To me this looked like WWE seeing how the crowd would react to “The Rapid Wolverine” in the main event. I don’t think management was disappointed.
They both wrestled a nearly perfect match for over 20 minutes. Supplexs of every kind, chops, submissions, and more unique counters than I could possibly name. This might be one of my personal favorite WWE Championship matches of all time.
What made these two so good was their pride. They both took so much pride in delivering the best match their worn down bodies could afford. I have so much respect for them for their efforts on this night.
Angle won after slipping out of the Crippler Crossface and locking in the Angle Lock for the final time. Benoit had no choice, but to submit to the champion.
After the match the Boston crowd gave Chris Benoit, the man who lost, a standing ovation as he stood in the center of the ring. Something which is almost unheard of in this day and age of professional wrestling.
A year later Chris Benoit would be the first man to enter the 2004 Royal Rumble – and the last to leave.
We’d hate to be predictable, but in this case we were backed into a corner with nowhere to run.
“What is your dream match?” is the question wrestling fans often ask one another.
Angle and Michaels would not have sprung to my mind, but after watching this match live I think the meaning of “dream match” was forever redefined for me.

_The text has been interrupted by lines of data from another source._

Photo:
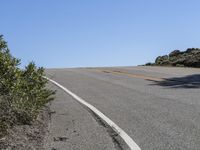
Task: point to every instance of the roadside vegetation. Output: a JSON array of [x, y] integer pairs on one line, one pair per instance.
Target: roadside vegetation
[[188, 58], [23, 92]]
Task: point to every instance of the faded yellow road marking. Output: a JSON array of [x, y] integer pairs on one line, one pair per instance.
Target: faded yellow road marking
[[140, 76]]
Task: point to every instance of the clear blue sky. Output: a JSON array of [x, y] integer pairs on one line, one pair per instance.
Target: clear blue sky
[[77, 33]]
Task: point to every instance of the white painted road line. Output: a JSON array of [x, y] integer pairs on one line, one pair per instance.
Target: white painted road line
[[129, 141]]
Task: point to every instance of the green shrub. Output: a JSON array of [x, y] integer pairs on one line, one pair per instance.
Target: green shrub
[[22, 92]]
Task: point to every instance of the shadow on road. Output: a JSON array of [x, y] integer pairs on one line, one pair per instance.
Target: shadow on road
[[191, 81]]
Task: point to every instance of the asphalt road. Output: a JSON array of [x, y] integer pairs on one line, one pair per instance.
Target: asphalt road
[[158, 107]]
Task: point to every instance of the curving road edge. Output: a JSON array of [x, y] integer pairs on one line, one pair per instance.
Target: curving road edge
[[127, 139]]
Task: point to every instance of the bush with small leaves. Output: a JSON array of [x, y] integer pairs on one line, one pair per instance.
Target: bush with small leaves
[[23, 93]]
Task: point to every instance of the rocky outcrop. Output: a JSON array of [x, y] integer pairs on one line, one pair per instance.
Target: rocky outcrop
[[188, 58]]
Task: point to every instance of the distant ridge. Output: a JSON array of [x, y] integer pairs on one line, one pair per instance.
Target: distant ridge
[[188, 58]]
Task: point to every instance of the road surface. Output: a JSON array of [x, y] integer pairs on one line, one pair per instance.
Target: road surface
[[158, 107]]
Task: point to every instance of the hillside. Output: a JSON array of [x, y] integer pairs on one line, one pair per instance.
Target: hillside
[[188, 58]]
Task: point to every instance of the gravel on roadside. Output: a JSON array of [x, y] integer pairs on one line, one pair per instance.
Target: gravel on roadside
[[29, 137]]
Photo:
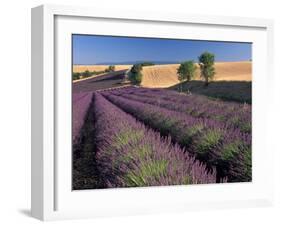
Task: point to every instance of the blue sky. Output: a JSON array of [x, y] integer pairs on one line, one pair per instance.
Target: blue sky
[[92, 49]]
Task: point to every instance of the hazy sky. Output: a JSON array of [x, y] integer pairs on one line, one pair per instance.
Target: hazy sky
[[92, 49]]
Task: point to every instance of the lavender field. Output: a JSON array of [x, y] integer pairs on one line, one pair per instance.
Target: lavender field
[[135, 137]]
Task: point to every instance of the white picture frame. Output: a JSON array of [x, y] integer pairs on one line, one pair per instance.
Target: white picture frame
[[52, 197]]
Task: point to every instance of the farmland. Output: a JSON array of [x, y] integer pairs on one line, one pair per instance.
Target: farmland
[[134, 136]]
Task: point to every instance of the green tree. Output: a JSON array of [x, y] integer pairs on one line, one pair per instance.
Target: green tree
[[135, 75], [206, 62], [111, 68], [186, 71]]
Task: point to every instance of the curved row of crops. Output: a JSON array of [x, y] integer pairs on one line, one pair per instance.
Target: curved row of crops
[[81, 102], [212, 142], [129, 154]]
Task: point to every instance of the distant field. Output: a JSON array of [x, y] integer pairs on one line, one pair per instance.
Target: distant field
[[162, 76], [82, 68], [239, 91]]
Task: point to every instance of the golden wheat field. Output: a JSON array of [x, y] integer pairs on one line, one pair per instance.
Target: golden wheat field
[[82, 68], [166, 75]]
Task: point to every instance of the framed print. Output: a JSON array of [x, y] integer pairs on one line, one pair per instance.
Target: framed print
[[137, 113]]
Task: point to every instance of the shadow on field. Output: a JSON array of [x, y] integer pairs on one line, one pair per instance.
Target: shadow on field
[[239, 91]]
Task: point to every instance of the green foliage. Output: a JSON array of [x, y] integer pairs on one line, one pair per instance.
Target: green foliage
[[186, 70], [135, 75], [206, 62]]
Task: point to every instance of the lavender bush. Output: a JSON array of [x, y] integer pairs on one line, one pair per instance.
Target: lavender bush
[[80, 105], [212, 142]]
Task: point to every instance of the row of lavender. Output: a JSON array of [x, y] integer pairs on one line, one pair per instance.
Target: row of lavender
[[128, 154], [212, 142], [80, 105], [231, 114]]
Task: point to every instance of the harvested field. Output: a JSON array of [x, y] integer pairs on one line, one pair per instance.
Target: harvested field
[[82, 68]]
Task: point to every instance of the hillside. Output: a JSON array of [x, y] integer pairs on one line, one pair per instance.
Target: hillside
[[166, 75], [82, 68]]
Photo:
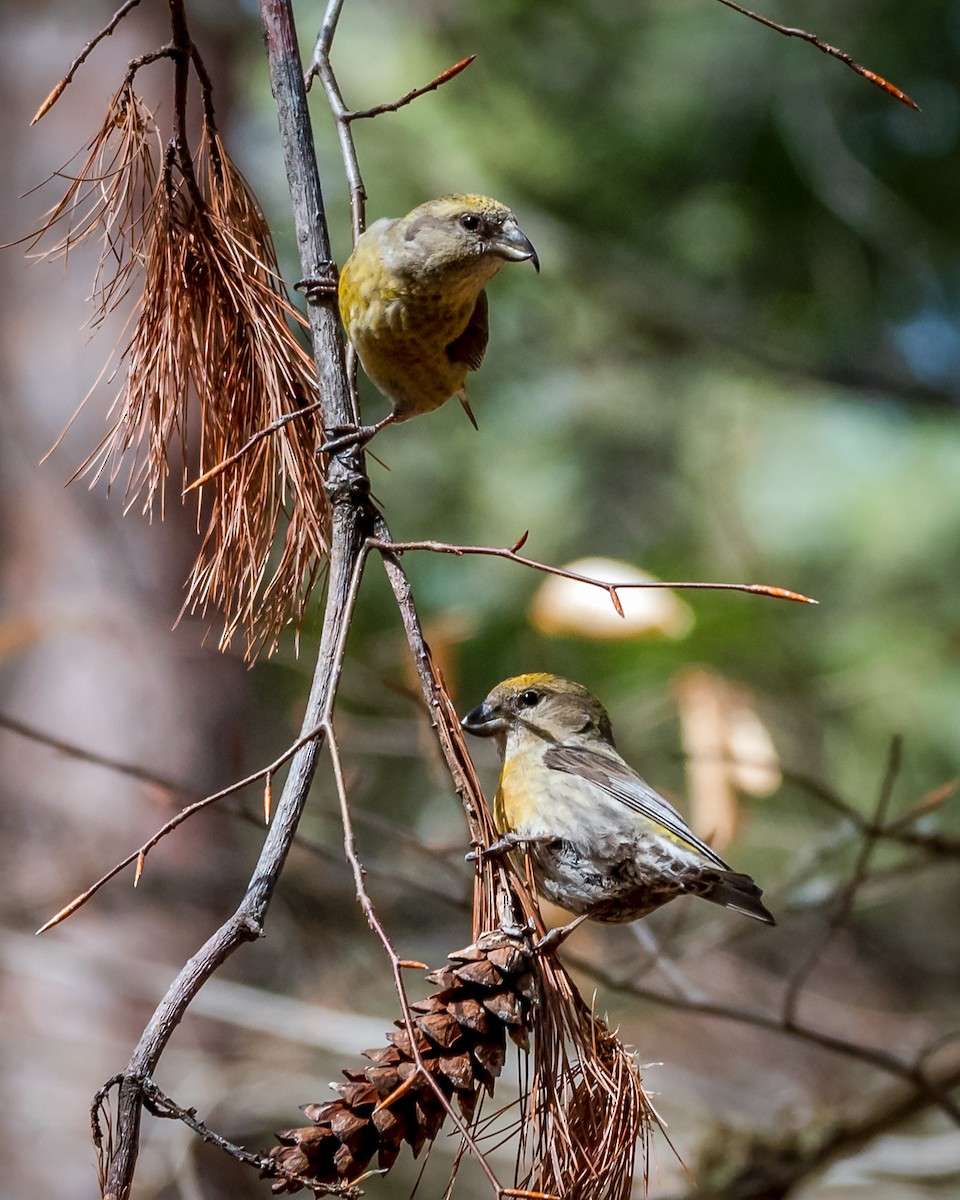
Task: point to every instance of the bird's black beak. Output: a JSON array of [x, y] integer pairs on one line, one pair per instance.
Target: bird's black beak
[[514, 245], [483, 721]]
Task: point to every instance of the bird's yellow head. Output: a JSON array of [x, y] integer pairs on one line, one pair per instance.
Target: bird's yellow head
[[455, 231], [541, 706]]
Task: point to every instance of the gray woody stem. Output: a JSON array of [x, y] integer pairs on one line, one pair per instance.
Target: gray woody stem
[[351, 510]]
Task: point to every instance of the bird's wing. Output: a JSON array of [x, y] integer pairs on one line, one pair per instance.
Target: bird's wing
[[472, 343], [622, 783]]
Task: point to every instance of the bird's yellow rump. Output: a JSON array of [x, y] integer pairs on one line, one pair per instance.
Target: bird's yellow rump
[[603, 843], [412, 298]]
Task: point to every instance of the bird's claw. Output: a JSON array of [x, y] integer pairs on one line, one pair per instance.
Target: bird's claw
[[323, 283], [353, 435], [503, 845]]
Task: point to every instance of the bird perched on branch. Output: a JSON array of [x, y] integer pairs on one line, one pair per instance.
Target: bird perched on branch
[[413, 303], [601, 841]]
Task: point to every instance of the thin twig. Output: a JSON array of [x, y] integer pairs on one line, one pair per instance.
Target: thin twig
[[351, 513], [358, 114], [510, 555], [871, 835], [139, 855], [789, 31], [58, 91]]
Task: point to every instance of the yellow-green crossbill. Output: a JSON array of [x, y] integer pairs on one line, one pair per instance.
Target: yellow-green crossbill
[[601, 841], [413, 303]]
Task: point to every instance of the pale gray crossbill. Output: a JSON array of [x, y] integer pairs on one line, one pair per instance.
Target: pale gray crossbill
[[601, 841], [413, 304]]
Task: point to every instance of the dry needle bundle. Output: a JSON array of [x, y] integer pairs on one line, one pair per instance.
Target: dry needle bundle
[[211, 361]]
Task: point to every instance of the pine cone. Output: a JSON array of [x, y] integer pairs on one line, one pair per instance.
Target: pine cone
[[486, 994]]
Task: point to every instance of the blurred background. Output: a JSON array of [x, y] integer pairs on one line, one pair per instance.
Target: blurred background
[[739, 363]]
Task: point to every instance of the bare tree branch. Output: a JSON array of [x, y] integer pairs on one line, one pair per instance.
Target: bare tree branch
[[789, 31]]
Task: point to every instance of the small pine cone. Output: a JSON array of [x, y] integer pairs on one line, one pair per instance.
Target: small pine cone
[[461, 1033]]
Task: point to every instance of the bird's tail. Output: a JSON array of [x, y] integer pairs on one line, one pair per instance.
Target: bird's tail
[[738, 892]]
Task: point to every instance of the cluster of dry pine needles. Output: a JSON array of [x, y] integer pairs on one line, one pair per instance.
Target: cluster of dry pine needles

Some professional wrestlers just step into the ring and can make anyone of the roster look a million times better than they actually are. Angle and Michaels were two of those guys.
So even though they were wrestling for the very first time, their immeasurable skill at match-making allowed them to deliver one of the most revered WrestleMania matches of the modern era.
I suppose I need to point out that this is the third time Shawn Michaels has given someone their number one match on the Pro Wrestling Countdown.
Chris Jericho and The Undertaker being the previous two. I don’t want this to take anything away from the other three men. I think it is just proof that when you put two men who are some of the best at what they do, amazing things happen.
Kurt Angle forced Shawn Michaels to submit to his Angle Lock to end the match.
This finish followed an incredible 25+ minutes of chain wrestling, reversals, moonsaults, and near falls. They would go on to have two more matches of equal quality, but nothing could recapture the magic that these two created at under the lights of Hollywood and WrestleMania.
To me, was the closest WWE has ever come to replicating something like Flair/Steamboat. Bar none this is simply one of the best one-on-one matches I have ever seen.